When the business dream had faded, however, Stern's mother had never recovered. It meant she could never own a home in Saint Petersburg and decorate it in Chinese modern. She had been a tall, voluptuous woman with much nerve. When Stern was young, she would just hail cars on the street instead of cabs, and then she and Stern would jump into them that way with whoever was driving. In restaurants she would grab celebrities and hold them by the sleeve, hollering across to the embarrassed young Stern, "I've got Milton Berle" or "I just grabbed Bob Eberle." After the business debacle, she aged swiftly and began to drink. She tried furiously to cling to her youth and did little dance steps all the time, humming to herself and executing them in subways, in bars, on the street. When she was with Stern in restaurants or anywhere in public, she would look at a strange young man and say, "He's for me" or "I could make him in ten seconds." Stern would answer, "I don't get any kick out of hearing things like that." The phrase "make" sickened him. He didn't want to know about his dated mother, with her slack, antique thighs and dyed hair, doing old-fashioned things with strange, dull men.

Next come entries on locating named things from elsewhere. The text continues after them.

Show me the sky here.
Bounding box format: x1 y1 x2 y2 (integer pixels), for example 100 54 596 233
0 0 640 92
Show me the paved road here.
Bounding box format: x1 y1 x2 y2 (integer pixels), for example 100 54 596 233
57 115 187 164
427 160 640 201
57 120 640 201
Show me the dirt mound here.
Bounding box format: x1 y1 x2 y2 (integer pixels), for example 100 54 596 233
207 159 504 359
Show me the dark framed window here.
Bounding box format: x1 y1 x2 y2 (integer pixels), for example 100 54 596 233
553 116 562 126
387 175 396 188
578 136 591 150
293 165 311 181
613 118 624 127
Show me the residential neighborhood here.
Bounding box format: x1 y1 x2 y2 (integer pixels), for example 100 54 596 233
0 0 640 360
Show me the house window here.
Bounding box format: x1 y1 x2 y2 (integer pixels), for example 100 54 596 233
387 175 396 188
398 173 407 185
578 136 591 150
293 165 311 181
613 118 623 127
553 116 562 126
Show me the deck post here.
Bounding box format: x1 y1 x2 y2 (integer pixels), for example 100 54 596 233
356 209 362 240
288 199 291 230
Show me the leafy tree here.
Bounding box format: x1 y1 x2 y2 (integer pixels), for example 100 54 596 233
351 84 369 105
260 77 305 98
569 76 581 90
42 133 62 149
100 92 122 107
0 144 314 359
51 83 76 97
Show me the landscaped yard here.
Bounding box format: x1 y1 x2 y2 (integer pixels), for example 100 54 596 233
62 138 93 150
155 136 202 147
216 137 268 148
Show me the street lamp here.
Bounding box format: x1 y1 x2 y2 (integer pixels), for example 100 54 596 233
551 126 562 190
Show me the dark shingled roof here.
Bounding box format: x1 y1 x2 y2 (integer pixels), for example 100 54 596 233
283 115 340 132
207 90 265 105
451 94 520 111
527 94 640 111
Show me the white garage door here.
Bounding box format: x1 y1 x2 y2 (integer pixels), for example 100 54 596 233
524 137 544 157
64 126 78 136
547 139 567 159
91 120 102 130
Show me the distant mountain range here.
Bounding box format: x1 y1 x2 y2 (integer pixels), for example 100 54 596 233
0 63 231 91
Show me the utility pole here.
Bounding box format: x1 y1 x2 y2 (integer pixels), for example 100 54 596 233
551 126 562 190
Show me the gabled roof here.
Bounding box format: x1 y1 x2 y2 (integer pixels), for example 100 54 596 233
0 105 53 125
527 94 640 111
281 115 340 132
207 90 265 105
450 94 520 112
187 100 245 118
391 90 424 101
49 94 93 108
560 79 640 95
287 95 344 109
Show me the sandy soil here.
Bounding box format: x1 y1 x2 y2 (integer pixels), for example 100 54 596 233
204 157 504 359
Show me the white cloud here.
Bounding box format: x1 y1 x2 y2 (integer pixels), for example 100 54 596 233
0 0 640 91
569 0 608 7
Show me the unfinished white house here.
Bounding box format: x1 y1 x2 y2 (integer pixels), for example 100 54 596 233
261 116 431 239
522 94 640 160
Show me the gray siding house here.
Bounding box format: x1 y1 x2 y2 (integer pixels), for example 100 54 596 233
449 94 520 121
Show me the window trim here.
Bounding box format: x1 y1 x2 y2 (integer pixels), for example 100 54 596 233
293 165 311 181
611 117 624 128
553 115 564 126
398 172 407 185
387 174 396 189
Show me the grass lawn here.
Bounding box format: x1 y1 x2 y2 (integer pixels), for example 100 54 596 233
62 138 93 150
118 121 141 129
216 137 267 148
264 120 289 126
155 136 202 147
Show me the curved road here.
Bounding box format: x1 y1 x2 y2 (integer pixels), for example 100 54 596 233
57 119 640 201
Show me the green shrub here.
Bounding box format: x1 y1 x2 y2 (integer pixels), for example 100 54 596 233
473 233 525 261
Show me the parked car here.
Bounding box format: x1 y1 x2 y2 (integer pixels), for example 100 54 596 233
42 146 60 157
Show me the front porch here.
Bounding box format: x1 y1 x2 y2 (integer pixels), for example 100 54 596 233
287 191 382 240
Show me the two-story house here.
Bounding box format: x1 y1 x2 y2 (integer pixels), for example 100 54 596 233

They waited in the house for him on this day, Stern's father in a slipover sweater, his mother in toreador pants, and they had brought along Stern's Uncle Babe, a thin man with giant Adam's apple who had spent much of his life in mental institutions. Married to a concert violinist and thought to be of modest circumstances, he had attended a recital one evening and run amok, certain there were poison gases in the air. When police subdued him, he was found to be carrying bankbooks showing balances of a million dollars. Stern had childhood memories of visiting him in frightening institutions, bringing him boxes of pralines, his favorites, and then seeing Uncle Babe led out in institution clothes, which were always too large. Stern would sit and smile at his uncle on a bench, and then, on the way home, his mother would say, "He has some head. As sick as he is, he can tell you smarter things than people on the outside."
Now, Stern's mother led forth Uncle Babe and said to Stern, "Look who I brought out for you. Uncle Babe. You always loved him."
Stern hugged Uncle Babe with great tenderness, as though to make up for all the wrongs done to him by heartless institutions, and Stern's mother said, "Get him to tell you about the market. To this very day, he has some head." Stern sat alongside his Uncle Babe and the conversation took the usual course. Uncle Babe would make a few statements about the financial world, too generalized to be put to any moneymaking use, and then would slide into a monologue about the difficulty of getting a decent piece of fish, various smells in the air, and how certain shirt fabrics itched your skin.